Bradbury lived in Los Angeles from adolescence and in his article laments the fact that the city has sacrificed its gathering places (its squares, candy stores, malt shops and bookstores) in favor of the cult of the automobile. So we climb in our cars. We drive … and drive … and drive … and come home blind with exhaustion. We have seen nothing, nor have we been seen. And he asks, how did we lose it all? How can we bring it back?

He goes on to describe, step by step, what he would do to restore life to the Californian city that has lost itself in its highways.

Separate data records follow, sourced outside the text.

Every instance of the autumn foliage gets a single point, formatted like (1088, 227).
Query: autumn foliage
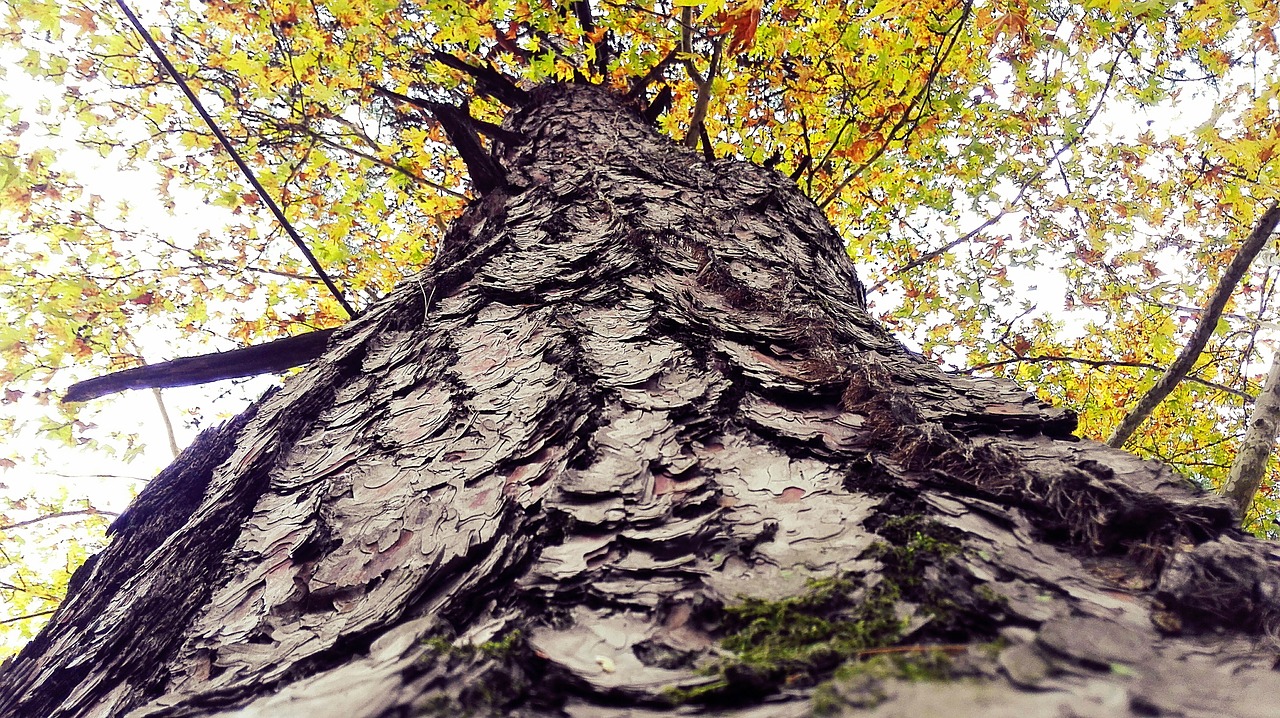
(1043, 190)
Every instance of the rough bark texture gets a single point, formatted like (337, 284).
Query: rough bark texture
(634, 410)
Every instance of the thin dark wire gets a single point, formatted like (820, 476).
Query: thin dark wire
(240, 163)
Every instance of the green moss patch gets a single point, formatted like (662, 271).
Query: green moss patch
(839, 622)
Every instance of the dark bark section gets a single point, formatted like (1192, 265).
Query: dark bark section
(247, 361)
(636, 402)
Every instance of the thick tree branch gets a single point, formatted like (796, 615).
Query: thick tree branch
(1203, 329)
(250, 361)
(704, 94)
(1251, 460)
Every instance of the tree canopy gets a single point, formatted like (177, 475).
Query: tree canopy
(1042, 190)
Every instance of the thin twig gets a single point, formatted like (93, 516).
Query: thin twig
(1045, 359)
(227, 145)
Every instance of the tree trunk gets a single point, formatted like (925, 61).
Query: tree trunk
(634, 443)
(1251, 460)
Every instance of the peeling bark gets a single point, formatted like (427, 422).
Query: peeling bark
(636, 408)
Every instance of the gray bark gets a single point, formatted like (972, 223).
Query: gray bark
(1251, 460)
(636, 399)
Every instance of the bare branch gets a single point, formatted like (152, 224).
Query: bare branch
(1205, 328)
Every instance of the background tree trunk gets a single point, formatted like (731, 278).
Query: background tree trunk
(634, 440)
(1251, 460)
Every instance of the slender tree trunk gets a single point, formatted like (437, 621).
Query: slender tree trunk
(634, 443)
(1251, 461)
(1185, 360)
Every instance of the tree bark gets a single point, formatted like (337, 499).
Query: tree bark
(1251, 460)
(1205, 328)
(634, 443)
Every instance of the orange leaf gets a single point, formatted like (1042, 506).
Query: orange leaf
(741, 23)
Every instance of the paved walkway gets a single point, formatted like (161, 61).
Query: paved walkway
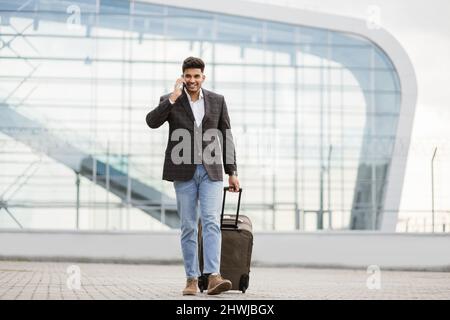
(50, 280)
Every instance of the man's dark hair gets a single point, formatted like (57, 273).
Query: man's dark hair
(193, 62)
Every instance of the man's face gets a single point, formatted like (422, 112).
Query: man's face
(194, 78)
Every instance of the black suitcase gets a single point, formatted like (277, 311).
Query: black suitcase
(237, 245)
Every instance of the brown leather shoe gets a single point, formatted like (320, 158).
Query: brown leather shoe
(217, 284)
(191, 287)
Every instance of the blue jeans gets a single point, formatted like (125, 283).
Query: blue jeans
(209, 193)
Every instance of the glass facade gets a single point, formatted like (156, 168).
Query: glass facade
(314, 114)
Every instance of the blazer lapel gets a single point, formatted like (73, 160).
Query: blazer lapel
(187, 106)
(208, 105)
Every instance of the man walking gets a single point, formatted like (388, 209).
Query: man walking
(196, 174)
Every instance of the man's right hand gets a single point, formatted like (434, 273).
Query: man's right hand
(177, 89)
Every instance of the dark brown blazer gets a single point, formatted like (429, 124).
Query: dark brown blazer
(180, 116)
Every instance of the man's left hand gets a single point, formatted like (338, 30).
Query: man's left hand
(233, 183)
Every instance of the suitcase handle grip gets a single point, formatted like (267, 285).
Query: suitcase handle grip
(225, 189)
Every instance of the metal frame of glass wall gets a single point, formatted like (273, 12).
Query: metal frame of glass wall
(314, 112)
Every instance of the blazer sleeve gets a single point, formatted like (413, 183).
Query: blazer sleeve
(160, 114)
(228, 148)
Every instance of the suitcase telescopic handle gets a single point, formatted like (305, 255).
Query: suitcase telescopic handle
(225, 189)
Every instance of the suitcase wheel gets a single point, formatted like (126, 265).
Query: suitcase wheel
(203, 282)
(243, 283)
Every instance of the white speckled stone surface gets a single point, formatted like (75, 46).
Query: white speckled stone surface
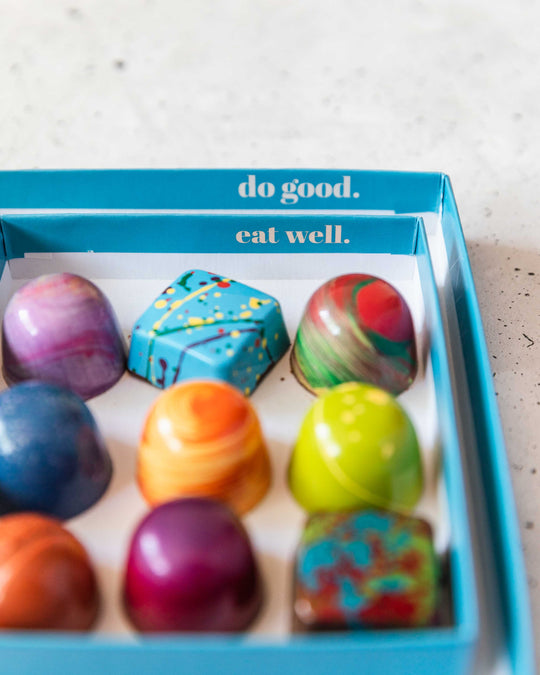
(450, 86)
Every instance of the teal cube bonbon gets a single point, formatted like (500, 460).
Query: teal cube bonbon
(204, 325)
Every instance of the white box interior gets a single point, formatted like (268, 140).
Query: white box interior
(131, 282)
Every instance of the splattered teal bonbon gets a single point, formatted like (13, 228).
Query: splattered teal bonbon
(204, 325)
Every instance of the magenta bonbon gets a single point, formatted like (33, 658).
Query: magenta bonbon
(191, 568)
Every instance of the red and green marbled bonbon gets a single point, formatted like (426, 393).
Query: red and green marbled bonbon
(356, 328)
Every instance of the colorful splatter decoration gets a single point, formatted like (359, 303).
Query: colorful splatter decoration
(356, 328)
(366, 569)
(207, 326)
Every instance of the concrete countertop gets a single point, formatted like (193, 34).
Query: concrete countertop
(416, 85)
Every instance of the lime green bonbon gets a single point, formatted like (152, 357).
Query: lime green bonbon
(357, 447)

His model is based on a huge urban block, in the form of a square, that offers a gathering place for each nucleus of the population, where people can loiter, stroll, hang out or simply sit and stare. A plaza for the 80 or 90 towns that conform L.A

At the exact center: a round bandstand or stage.

Surrounding this, a huge conversation pit. Enough tables and chairs so that four hundred people can sit out under the stars drinking coffee or Cokes.

At the four corners of the block, four theaters. One for new films. A second for classic old pictures. A third to house live drama, one-act     plays, or, on occasion, lectures. The fourth theater would be a coffee house for rock-folk groups. Each theater would hold between three     hundred and five hundred people.

 The stores on the square, he says, would be:

 A pizza parlor. Malt shop. Delicatessen. Hamburger joint. Candy shop. Spaghetti cafe….

Bradbury also suggests a huge stationers, an ironmonger’s, an art materials store, a gallery, a record shop, a tobacconist and three bookstores.

One for hardcovers, one for paperbacks and the third to be an old and rare bookseller’s crypt, properly floundered in dust and half-light. This    last should have a real fire-hearth at its center where, on cool nights, six easy chairs could be drawn about for idling bookmen/students in séance with Byron’s ghost, bricked in by thousands of ancient and honorable tomes.

In the same way that he always used the hypothetical future as the source for his brilliance, here he uses the idyllic past, the simple past, to project the values that should be rescued before they disappear to the detriment of us all. One where simply eating an ice-cream or sitting on a bench and watching people pass by are the best ways of socializing and being emotionally healthy. His enthusiasm is so gentile that it makes him see everything so simply and it also reveals the implicit simplicity in a love for life, and that creativity only requires us to make lists.